The National Women's Monument, designed by architect Frans Soff
and sculptor Anton van Wouw and unveiled on 16 December 1913.
Whilst in Bloemfontein on business recently, I had the pleasure of visiting the Anglo-Boer War Museum. The Museum provides the visitor with an insight into the development and course of the Anglo-Boer War of 1899-1902 through its many exhibitions and unique collection of memorabilia.
The displays are housed in a number of halls named after famous personalities of the time, such as General Louis Botha, Lord Fredrick Sleigh Roberts and Emily Hobhouse. The Sol Plaatje Hall, dedicated to the famous Mafeking court interpreter and founding member of the South African Native National Congress, forerunner of the African National Congress, is dedicated to the role of black and coloured people on both the British and Boer sides during the War.
Afskeid (Farewell) by Danie de Jager, unveiled in 1986.
It depicts a Boer bidding farewell to his family to serve in the war against the British.
All exhibits are clearly marked and explained in a comprehensive, yet easy to understand, manner. The museum even has braille signs everywhere to make it accessible to the visually impaired. Many school groups visit, showing a strong emphasis on educating the next generation on the devastation of war.
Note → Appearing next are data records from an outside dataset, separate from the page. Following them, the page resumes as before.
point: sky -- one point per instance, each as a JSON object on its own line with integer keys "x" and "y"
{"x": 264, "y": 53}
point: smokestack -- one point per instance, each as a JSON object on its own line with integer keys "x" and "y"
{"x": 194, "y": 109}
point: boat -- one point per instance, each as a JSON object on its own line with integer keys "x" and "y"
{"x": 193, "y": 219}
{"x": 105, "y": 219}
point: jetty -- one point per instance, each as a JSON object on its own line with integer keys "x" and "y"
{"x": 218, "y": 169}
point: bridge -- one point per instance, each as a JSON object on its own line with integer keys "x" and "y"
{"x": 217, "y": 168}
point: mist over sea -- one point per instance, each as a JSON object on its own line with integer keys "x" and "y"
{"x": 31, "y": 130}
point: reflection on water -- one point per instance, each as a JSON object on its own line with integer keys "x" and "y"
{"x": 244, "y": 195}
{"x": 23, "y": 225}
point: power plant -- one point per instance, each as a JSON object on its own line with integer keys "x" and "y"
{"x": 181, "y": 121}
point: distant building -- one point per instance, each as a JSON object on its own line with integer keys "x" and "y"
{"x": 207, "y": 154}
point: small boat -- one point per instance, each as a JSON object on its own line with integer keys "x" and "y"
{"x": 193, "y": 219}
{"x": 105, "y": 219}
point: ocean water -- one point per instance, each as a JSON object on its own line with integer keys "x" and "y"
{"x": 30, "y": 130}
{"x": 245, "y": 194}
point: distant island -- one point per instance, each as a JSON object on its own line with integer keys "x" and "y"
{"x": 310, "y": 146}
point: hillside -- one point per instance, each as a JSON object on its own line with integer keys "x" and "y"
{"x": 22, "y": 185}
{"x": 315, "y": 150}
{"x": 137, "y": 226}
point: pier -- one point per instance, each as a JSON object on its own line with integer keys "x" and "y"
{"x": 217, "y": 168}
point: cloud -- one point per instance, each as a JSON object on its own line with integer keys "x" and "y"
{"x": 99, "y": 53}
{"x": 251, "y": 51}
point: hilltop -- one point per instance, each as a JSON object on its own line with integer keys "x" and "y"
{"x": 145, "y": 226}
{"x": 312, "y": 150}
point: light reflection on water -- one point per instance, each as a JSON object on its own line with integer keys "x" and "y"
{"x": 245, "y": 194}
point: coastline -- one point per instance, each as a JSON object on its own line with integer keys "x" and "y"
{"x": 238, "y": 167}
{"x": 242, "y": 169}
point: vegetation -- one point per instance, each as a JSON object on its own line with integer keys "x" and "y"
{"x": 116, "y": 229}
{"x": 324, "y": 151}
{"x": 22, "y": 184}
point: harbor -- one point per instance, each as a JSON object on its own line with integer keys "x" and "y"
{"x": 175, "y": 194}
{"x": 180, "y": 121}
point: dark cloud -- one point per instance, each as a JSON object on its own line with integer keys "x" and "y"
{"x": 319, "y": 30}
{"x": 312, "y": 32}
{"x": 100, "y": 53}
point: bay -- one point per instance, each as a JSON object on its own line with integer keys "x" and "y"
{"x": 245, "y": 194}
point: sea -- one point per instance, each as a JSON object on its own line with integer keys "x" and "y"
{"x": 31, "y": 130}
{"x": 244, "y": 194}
Outside exhibits include the famous National Women's Memorial, which should be a must-see for anyone visiting the grounds. Here Emily Hobhouse, General de Wet and President Steyn are buried. The recently opened Garden of Remembrance, recognising women and children of all races who died in concentration camps and in the field, as well as a number of sculptures, including Afskeid/Farewell and Die Banneling are also well worth the walk around the beautiful gardens.
An earlier sculpture by artist Danie de Jager,
Die Banneling (The Exiled), was unveiled in 1983.
One can easily spend the best part of a day at this wonderful museum, a must see and highly recommended for anyone wanting to know more about the Anglo-Boer War, and the universal suffenng that this conflict caused.